Tabaco, fumo, charuto ou cigarro; também presente, dádiva ou generosidade.

MEA

Mea designa tabaco, fumo, charuto ou cigarro e, por extensão, presente, dádiva ou generosidade.


Uso do fumo

O costume de fumar entre os Bororo é antiquíssimo.
Originalmente era restrito aos velhos, ao aroe etawara are (“xamã das almas”) e ao bari (“xamã dos espíritos”).

As folhas usadas para fabricar charutos pertenciam a vários vegetais, incluindo o tabaco (Nicotiana tabacum).
Não se sabe ao certo como conheceram esse fumo, mas uma tradição afirma que foi encontrado em estado nativo no cume do Meari (“morro do tabaco”), nas proximidades da atual cidade de Poxoréu. Depois disso, abandonaram os outros tipos.
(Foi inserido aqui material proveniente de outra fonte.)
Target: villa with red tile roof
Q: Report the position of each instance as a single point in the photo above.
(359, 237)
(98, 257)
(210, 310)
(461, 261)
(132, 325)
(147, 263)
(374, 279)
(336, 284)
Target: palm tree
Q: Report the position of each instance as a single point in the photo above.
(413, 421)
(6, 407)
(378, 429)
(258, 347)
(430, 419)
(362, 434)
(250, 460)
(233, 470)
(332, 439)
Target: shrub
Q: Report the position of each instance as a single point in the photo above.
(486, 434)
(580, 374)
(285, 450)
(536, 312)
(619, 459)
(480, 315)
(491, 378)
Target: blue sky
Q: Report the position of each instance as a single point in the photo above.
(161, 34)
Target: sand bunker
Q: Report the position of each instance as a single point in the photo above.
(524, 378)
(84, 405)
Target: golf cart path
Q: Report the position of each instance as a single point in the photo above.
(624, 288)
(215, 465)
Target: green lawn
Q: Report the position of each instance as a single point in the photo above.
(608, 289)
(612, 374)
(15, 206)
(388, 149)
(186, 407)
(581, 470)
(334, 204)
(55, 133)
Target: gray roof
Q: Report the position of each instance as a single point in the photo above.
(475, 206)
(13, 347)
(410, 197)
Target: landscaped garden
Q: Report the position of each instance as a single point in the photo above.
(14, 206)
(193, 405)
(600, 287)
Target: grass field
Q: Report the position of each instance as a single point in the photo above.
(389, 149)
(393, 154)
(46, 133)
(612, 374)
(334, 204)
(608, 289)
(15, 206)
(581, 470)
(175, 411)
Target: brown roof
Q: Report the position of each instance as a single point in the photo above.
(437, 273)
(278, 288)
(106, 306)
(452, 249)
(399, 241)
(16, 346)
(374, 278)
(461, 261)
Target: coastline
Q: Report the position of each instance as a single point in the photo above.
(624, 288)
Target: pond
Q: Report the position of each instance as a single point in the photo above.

Plantas fumadas antes do tabaco

Além do tabaco, fumavam folhas de origem lendária:

  • uma, primacial do clã Paiwoe, encontrada no ventre do peixe kudogo (“abotoado”);
  • outra, primacial do clã Bokodori Ecerae, nascida das cinzas de um sucuri lendário cremado.

Também fumavam:

  • puga (“sarandi”)
  • pogodori, variedade de dioscórea da floresta

Os charutos eram enrolados em folha de araticum das várzeas.


Situação atual

Hoje o uso do tabaco é generalizado e exclusivo, inclusive entre mulheres, por ser mais apreciado e mais forte.

Não é mascado, exceto em picadas de cobra: engole-se o sumo e esfrega-se a ferida.

O uso do rapé é desconhecido.

Referências

  1. Albisetti, César and Ángelo J. Venturelli (1962a). *Enciclopédia Bororo I*. Museu Regional Dom Bosco.